« Séisme en Turquie : le béton en question »
Tribune d'Anselm Jappe, auteur de Béton. Arme de construction massive du capitalisme, dans Libération.
Et si la catastrophe «naturelle» survenue il y a un mois en Turquie ne l’était pas tant que ça ? Le philosophe Anselm Jappe pointe du doigt le rôle amplificateur dans la destruction jouée par le béton, matériau qui n’est pas mauvais en soi mais a une «tendance fatale à être mal utilisé».
Le séisme en Turquie et en Syrie survenu le 6 février a fait plus de 50 000 morts. Ce nombre dépasse, apparemment, le nombre de civils ukrainiens tués pendant la première année de guerre. Mais ils risquent d’être oubliés bien vite : c’était une «catastrophe naturelle», même «l’une des plus grandes catastrophes naturelles de nos temps», comme l’a dit António Guterres, le secrétaire général des Nations unies. Qu’est-ce qu’on peut faire contre une catastrophe naturelle ? Elles arrivent, c’est tout. Mais que veut dire «naturelle» ?

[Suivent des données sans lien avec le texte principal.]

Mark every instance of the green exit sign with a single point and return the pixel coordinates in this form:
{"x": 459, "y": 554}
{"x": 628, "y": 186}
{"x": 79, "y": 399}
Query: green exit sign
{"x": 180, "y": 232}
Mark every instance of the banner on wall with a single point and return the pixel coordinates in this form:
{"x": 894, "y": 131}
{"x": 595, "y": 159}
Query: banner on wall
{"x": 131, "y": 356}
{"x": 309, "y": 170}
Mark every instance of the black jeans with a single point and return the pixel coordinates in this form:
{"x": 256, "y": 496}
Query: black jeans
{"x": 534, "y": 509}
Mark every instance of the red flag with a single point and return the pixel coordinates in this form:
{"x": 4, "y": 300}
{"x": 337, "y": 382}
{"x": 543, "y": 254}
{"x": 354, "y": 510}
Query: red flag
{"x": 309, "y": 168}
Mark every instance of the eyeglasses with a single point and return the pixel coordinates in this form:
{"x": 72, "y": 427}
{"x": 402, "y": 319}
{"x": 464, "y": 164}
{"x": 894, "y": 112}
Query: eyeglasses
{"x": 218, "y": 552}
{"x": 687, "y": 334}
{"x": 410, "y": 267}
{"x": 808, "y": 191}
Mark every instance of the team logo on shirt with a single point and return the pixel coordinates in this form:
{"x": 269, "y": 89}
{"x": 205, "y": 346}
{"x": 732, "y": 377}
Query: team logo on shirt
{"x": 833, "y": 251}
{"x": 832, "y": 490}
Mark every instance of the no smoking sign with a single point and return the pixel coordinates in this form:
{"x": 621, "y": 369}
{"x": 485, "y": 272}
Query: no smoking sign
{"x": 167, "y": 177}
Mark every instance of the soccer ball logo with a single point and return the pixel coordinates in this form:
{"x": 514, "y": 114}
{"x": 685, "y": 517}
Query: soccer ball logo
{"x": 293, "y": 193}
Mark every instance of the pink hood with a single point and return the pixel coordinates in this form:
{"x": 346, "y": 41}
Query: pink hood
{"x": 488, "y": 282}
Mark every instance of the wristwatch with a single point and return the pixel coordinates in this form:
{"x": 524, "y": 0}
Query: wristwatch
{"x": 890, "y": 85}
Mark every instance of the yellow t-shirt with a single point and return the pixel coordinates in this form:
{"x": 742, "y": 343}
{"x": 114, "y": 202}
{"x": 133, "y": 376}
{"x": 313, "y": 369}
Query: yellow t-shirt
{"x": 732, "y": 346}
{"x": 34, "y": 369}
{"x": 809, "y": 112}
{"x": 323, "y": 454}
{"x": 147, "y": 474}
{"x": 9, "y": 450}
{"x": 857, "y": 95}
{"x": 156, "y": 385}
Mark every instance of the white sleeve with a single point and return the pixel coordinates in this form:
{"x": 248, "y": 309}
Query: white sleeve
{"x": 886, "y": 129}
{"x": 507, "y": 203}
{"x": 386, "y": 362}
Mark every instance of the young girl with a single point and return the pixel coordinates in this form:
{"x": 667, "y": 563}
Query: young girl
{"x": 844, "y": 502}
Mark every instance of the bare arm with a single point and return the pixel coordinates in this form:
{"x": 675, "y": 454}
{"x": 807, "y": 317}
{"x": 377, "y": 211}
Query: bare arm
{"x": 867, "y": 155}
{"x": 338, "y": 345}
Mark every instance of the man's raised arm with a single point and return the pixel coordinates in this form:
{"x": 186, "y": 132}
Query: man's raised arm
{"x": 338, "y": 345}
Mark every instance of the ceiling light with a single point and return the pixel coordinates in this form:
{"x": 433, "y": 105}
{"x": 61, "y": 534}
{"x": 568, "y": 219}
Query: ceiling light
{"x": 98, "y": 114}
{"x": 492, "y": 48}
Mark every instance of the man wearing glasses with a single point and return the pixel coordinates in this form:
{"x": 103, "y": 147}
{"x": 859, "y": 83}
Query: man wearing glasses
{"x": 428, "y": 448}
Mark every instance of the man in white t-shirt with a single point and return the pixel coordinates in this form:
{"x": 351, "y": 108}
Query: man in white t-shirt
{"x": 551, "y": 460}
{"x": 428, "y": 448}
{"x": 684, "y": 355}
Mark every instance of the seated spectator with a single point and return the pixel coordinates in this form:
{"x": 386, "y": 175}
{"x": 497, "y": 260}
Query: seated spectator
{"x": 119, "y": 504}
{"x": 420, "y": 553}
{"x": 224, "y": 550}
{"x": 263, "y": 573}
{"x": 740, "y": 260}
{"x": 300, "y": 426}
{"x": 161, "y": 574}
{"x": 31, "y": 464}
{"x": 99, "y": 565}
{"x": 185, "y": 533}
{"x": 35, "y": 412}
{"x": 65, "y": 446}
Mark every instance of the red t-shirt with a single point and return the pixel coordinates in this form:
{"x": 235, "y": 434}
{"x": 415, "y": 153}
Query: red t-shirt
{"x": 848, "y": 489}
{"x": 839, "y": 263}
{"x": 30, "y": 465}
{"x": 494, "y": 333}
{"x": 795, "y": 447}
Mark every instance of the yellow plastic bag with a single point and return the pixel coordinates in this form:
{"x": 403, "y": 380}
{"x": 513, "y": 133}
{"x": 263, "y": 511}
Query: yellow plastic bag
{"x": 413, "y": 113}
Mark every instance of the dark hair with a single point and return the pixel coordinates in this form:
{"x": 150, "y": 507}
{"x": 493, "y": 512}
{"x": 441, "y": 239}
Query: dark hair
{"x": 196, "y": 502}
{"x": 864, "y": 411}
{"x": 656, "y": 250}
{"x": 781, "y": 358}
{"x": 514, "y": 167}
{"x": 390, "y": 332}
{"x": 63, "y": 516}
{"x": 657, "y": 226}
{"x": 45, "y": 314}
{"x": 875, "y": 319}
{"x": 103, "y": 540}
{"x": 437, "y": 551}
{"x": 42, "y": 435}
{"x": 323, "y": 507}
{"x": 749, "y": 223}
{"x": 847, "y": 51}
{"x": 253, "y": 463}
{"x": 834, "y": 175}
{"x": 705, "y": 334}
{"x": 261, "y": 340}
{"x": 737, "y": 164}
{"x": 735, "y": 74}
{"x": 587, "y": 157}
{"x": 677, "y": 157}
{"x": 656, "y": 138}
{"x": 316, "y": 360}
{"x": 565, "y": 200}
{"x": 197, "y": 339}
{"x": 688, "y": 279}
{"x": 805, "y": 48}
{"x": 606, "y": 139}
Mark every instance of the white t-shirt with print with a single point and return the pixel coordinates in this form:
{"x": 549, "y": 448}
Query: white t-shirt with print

Quiconque se trouve dans un champ ou dans une forêt au moment d’un tremblement de terre, même puissant, court peu de risques ; seuls les glissements de terrain sont susceptibles de constituer un danger au milieu de la nature. Les secousses sont dangereuses à cause des constructions humaines – et tout dépend donc du caractère de ces bâtiments. Ce fait est banal, mais souvent négligé.
Après le séisme de Gölcuk de 1999 qui a causé plus de 17 000 morts, la presse turque, unanime, avait titré : «Assassins !». Parce que tout le monde savait que si les maisons s’étaient écroulées si facilement, c’était parce que les constructeurs avaient utilisé des matériaux de mauvaise qualité – notamment du béton contenant trop de sable pour baisser les coûts au détriment de la stabilité des édifices. Cette fois, les promoteurs turcs n’ont pas attendu d’être montrés du doigt ; certains se sont enfuis, et ont été arrêtés juste avant de monter dans l’avion. Ils savaient bien qu’on les tiendrait pour responsables de cette catastrophe (...).